Dans les villes principales, comme N’Djamena, Sarh, Pala et Bongor, les mesures d’austérité imposées à la population ont déclenché des grèves sectorielles de grande ampleur contre la hausse du coût de la vie, notamment parmi les fonctionnaires, les étudiants et les groupes d’opposition.

Jusqu’en septembre 2017, plusieurs manifestations ont été interdites et d’autres, dont les organisateurs n’avaient pas demandé d’autorisation, ont été interrompues par les forces de sécurité. En avril 2017, deux membres d’Iyina, Nadjo Kaina et Bertrand Solloh, ont été détenus au secret pendant près de deux semaines et maltraités par l’Agence nationale de sécurité (ANS). Ils avaient été arrêtés et inculpés de conspiration et d’appel à un rassemblement non autorisé. Ils ont été condamnés à six mois d’emprisonnement avec sursis. Le 28 novembre 2017, les forces de sécurité ont empêché la tenue d’un concert organisé par Iyina pour sensibiliser aux valeurs du pays et dénoncer la mauvaise gouvernance. Des policiers et des gendarmes étaient postés tout autour du lieu de spectacle et bloquaient l’entrée au public.

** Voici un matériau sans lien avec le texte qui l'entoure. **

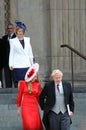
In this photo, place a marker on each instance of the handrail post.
(72, 73)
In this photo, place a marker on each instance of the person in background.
(56, 99)
(21, 55)
(28, 99)
(5, 55)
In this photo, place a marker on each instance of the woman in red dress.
(28, 99)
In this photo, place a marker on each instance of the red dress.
(29, 105)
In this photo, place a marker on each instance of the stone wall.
(51, 23)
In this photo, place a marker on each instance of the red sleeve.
(20, 93)
(39, 91)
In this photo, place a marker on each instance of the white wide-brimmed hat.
(31, 72)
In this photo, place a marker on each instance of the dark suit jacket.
(6, 49)
(47, 98)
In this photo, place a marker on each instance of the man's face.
(57, 78)
(10, 29)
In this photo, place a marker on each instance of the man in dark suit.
(6, 50)
(56, 100)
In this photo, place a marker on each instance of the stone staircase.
(9, 120)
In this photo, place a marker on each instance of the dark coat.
(6, 49)
(47, 99)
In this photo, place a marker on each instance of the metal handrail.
(76, 52)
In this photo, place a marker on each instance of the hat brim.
(36, 68)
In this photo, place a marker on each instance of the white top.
(20, 57)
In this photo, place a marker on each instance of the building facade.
(50, 24)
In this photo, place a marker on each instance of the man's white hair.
(57, 71)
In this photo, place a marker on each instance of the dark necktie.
(58, 88)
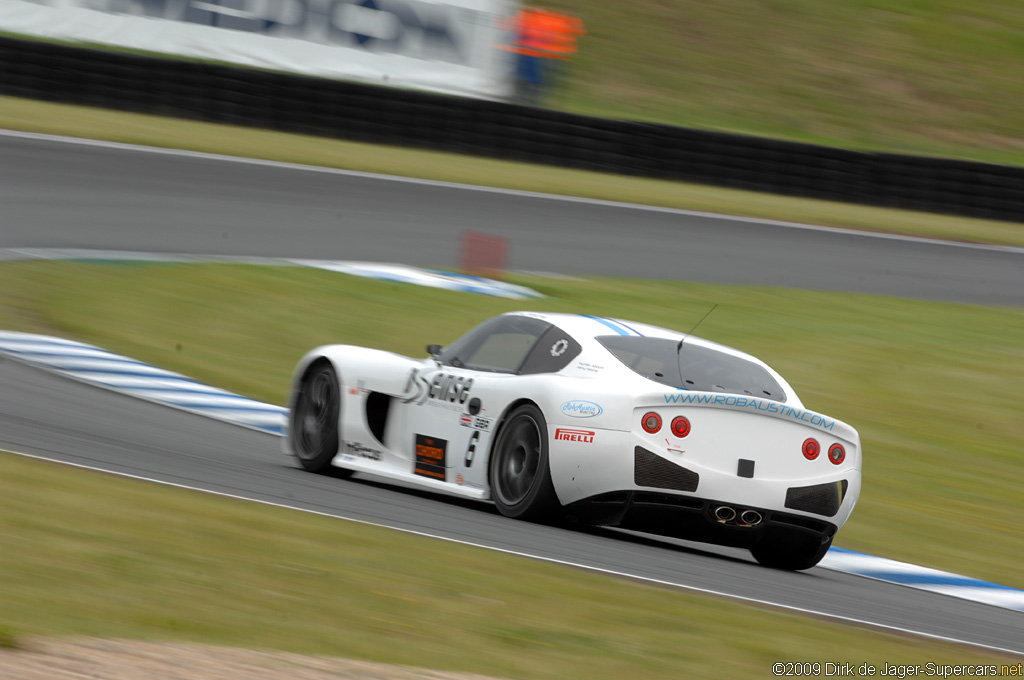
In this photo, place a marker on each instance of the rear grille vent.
(819, 499)
(652, 470)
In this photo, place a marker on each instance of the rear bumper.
(693, 518)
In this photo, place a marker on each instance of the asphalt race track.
(74, 196)
(59, 195)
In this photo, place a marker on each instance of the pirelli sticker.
(430, 457)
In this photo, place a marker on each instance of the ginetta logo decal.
(581, 409)
(567, 434)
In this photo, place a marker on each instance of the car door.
(455, 402)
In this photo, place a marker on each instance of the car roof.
(590, 327)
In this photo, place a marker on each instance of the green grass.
(930, 386)
(935, 77)
(50, 118)
(84, 553)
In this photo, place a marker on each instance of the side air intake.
(819, 499)
(652, 470)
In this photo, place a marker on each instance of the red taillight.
(651, 422)
(680, 426)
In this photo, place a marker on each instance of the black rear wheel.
(313, 421)
(520, 477)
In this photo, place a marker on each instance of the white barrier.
(438, 45)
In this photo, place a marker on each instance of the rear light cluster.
(651, 424)
(811, 449)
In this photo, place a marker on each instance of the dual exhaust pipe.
(726, 515)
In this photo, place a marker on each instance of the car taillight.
(680, 426)
(651, 422)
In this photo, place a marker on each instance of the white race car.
(606, 421)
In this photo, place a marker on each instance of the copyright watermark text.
(898, 671)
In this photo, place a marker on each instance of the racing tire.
(792, 554)
(312, 426)
(520, 476)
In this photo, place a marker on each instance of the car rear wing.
(753, 405)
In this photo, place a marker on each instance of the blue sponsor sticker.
(581, 409)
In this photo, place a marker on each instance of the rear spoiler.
(758, 406)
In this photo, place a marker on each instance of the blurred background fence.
(391, 116)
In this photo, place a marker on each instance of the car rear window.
(692, 367)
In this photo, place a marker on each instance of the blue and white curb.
(382, 271)
(103, 369)
(429, 278)
(923, 578)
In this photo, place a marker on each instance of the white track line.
(552, 560)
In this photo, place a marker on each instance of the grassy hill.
(936, 77)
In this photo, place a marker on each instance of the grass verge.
(29, 115)
(86, 553)
(929, 385)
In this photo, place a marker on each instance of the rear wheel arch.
(518, 469)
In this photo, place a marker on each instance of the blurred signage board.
(445, 46)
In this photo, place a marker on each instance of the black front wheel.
(520, 477)
(313, 421)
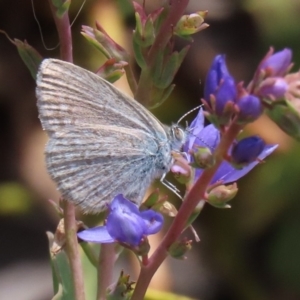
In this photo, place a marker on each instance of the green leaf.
(160, 96)
(30, 56)
(62, 7)
(139, 56)
(155, 295)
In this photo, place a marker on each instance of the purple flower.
(220, 84)
(125, 223)
(247, 150)
(209, 136)
(278, 63)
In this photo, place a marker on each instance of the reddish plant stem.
(190, 202)
(105, 269)
(73, 250)
(65, 38)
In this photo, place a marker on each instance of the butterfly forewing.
(102, 142)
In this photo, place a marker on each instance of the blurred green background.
(251, 251)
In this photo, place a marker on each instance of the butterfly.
(101, 141)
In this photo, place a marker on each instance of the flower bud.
(246, 150)
(219, 92)
(273, 88)
(190, 24)
(203, 158)
(99, 38)
(250, 108)
(277, 64)
(220, 195)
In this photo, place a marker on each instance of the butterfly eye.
(179, 134)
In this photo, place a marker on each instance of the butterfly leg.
(170, 186)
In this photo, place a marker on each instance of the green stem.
(162, 39)
(131, 79)
(64, 33)
(190, 202)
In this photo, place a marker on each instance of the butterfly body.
(101, 141)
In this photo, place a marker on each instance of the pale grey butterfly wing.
(102, 142)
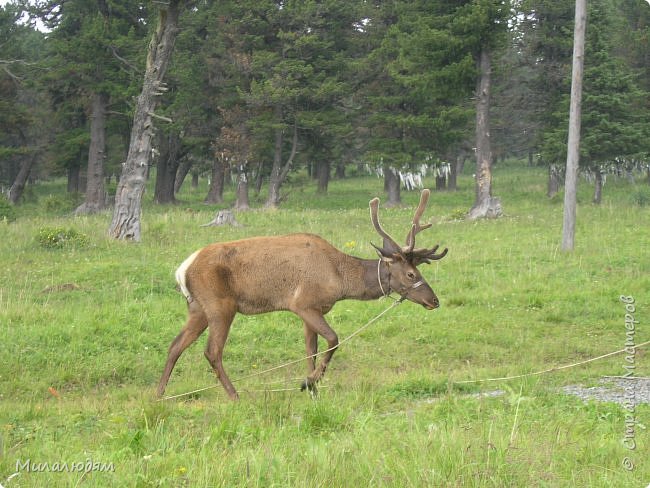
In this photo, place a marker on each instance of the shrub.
(59, 237)
(458, 214)
(62, 203)
(641, 197)
(7, 212)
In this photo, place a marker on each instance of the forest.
(533, 369)
(250, 93)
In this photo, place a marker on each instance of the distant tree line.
(255, 90)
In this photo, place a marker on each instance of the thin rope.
(556, 368)
(275, 368)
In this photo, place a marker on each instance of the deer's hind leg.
(196, 323)
(220, 317)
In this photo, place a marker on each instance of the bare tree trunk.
(573, 146)
(128, 198)
(339, 172)
(215, 193)
(259, 180)
(485, 205)
(323, 170)
(441, 183)
(242, 202)
(181, 173)
(18, 186)
(553, 181)
(456, 167)
(170, 154)
(279, 172)
(73, 178)
(392, 186)
(598, 186)
(95, 192)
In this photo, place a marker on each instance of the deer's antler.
(390, 245)
(417, 256)
(416, 228)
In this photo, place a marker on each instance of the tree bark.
(128, 198)
(181, 174)
(18, 186)
(553, 181)
(573, 145)
(215, 193)
(73, 178)
(393, 187)
(242, 202)
(485, 205)
(323, 170)
(95, 191)
(453, 173)
(168, 162)
(598, 186)
(441, 183)
(279, 171)
(339, 172)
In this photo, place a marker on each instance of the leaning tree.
(128, 198)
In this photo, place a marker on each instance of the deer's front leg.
(315, 321)
(311, 347)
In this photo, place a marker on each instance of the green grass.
(92, 320)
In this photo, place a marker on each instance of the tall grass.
(85, 328)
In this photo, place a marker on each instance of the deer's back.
(263, 274)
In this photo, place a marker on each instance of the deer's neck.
(363, 278)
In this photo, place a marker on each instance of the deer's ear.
(383, 254)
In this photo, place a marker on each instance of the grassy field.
(85, 330)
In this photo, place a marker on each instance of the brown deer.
(302, 273)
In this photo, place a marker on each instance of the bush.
(7, 212)
(62, 203)
(458, 214)
(641, 197)
(59, 237)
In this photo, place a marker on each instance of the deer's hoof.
(310, 386)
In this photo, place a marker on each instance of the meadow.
(85, 329)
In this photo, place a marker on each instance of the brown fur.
(301, 273)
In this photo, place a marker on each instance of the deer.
(301, 273)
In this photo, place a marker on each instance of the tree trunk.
(95, 191)
(18, 186)
(323, 169)
(340, 171)
(181, 174)
(73, 178)
(128, 198)
(598, 186)
(553, 181)
(215, 193)
(259, 179)
(393, 187)
(170, 153)
(453, 173)
(242, 202)
(441, 182)
(485, 206)
(573, 145)
(279, 172)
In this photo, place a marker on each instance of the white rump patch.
(181, 273)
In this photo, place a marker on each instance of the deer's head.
(401, 262)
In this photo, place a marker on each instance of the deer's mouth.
(431, 305)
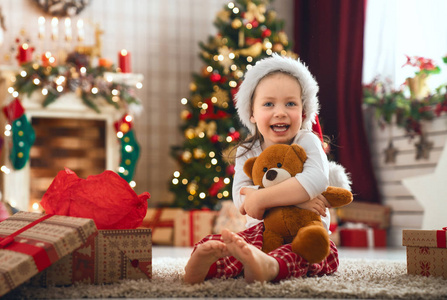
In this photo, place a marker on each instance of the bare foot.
(258, 266)
(201, 260)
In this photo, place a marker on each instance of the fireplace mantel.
(68, 106)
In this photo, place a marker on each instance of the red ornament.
(266, 33)
(230, 170)
(124, 61)
(214, 139)
(215, 77)
(124, 124)
(216, 187)
(249, 41)
(25, 54)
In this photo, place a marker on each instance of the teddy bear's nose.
(271, 175)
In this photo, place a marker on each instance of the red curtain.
(329, 39)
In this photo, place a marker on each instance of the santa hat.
(287, 65)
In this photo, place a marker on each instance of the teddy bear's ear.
(299, 152)
(248, 166)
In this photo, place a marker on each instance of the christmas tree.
(248, 31)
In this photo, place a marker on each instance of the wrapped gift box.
(111, 256)
(192, 226)
(161, 221)
(373, 215)
(426, 252)
(31, 242)
(362, 237)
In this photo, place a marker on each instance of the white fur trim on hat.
(271, 64)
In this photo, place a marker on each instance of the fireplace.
(68, 134)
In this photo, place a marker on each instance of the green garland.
(90, 84)
(408, 112)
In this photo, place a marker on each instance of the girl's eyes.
(270, 104)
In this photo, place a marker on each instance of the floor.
(392, 254)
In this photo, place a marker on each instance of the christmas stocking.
(130, 150)
(23, 135)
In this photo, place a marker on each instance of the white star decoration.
(431, 191)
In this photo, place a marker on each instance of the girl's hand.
(251, 205)
(317, 205)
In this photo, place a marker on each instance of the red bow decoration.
(106, 198)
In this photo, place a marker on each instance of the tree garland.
(408, 112)
(91, 85)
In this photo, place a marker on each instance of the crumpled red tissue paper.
(106, 198)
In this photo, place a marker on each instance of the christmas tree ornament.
(185, 115)
(224, 15)
(190, 133)
(23, 135)
(215, 77)
(220, 97)
(225, 59)
(130, 149)
(187, 156)
(254, 12)
(236, 23)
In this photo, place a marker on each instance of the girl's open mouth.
(280, 128)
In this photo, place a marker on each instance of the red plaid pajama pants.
(290, 263)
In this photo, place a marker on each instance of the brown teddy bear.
(290, 224)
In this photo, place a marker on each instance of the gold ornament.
(278, 47)
(254, 50)
(196, 99)
(184, 114)
(205, 128)
(186, 157)
(190, 133)
(199, 153)
(255, 12)
(271, 16)
(192, 188)
(211, 129)
(236, 24)
(226, 62)
(282, 37)
(224, 15)
(220, 97)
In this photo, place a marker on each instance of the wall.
(162, 36)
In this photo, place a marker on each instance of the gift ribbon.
(157, 223)
(441, 238)
(40, 256)
(191, 224)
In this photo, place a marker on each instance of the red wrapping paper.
(106, 198)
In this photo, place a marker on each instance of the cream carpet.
(358, 279)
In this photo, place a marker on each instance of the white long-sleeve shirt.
(314, 178)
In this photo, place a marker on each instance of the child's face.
(277, 108)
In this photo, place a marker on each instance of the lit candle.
(41, 22)
(48, 59)
(54, 28)
(124, 61)
(68, 34)
(25, 54)
(80, 26)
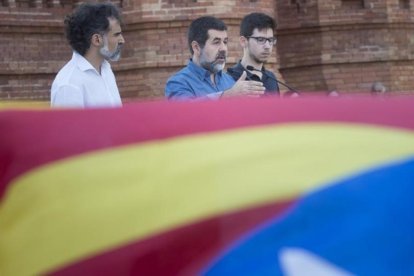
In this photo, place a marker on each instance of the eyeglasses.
(262, 40)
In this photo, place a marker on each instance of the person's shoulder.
(182, 75)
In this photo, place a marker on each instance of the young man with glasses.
(257, 39)
(203, 77)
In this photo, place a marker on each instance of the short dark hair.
(198, 30)
(256, 20)
(87, 20)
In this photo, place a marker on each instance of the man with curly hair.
(86, 81)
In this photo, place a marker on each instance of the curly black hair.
(256, 20)
(87, 20)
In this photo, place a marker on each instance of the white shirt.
(78, 84)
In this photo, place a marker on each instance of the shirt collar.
(200, 71)
(84, 64)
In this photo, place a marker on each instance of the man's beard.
(213, 66)
(108, 55)
(257, 59)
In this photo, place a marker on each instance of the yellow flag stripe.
(73, 208)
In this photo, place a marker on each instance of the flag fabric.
(239, 187)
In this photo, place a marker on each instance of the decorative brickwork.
(342, 45)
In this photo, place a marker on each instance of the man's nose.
(122, 40)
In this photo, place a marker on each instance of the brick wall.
(342, 45)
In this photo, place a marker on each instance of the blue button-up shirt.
(194, 81)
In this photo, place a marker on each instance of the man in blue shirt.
(203, 77)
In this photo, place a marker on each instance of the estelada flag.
(267, 186)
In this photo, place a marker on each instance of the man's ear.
(196, 48)
(97, 40)
(243, 41)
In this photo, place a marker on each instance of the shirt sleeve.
(67, 96)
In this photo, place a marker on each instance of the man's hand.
(244, 87)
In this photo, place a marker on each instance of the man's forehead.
(214, 34)
(263, 31)
(114, 24)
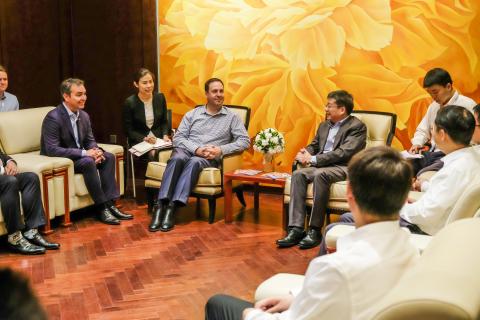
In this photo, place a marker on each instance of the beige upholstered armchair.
(210, 181)
(380, 131)
(63, 191)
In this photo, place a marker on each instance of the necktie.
(75, 128)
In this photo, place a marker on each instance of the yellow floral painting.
(282, 57)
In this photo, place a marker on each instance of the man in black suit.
(67, 132)
(338, 138)
(22, 237)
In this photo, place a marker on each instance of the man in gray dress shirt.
(8, 102)
(205, 134)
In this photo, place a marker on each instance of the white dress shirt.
(422, 134)
(431, 211)
(348, 283)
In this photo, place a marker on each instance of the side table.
(256, 179)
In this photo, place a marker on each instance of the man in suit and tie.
(23, 236)
(67, 132)
(205, 134)
(338, 138)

Le 16 janvier 2018, les forces de sécurité ont utilisé du gaz lacrymogène pour disperser des étudiants qui manifestaient contre les nouveaux frais de scolarité, qui s’élevaient à 50 000 francs CFA d’Afrique centrale (environ 94 dollars des États-Unis). Le lendemain, des étudiants ont organisé une autre manifestation, qui a été dispersée de la même manière. Le 25 janvier 2018, une manifestation pacifique tenue à l’instigation de plusieurs organisations de la société civile contre le coût de la vie au Tchad, déjà élevé et qui ne cessait d’augmenter, a également fait l’objet d’une répression et d’un recours excessif à la force.

En décembre 2017, toujours dans le but de réduire les dépenses publiques, l’État a annoncé que les fonctionnaires connaîtraient une baisse de salaire allant jusqu’à 45 %. Le 29 janvier 2018, des syndicats ont lancé une grève générale des fonctionnaires à la suite de la diminution des salaires et de l’augmentation de l’impôt sur le revenu.

Le 6 février, le ministre de la Sécurité a menacé d’interdire toute organisation qui orchestrait des manifestations dans le pays. Deux jours plus tard, il a suspendu les activités de 10 partis d’opposition pour « trouble à l’ordre public » parce que ces formations avaient organisé une manifestation contre les mesures d’austérité qui avaient entraîné la hausse du coût de la vie.

Iyina est un mouvement de jeunesse qui regroupe des étudiants, des artistes et des jeunes militants en vue de sensibiliser la population aux questions de gouvernance et de démocratie.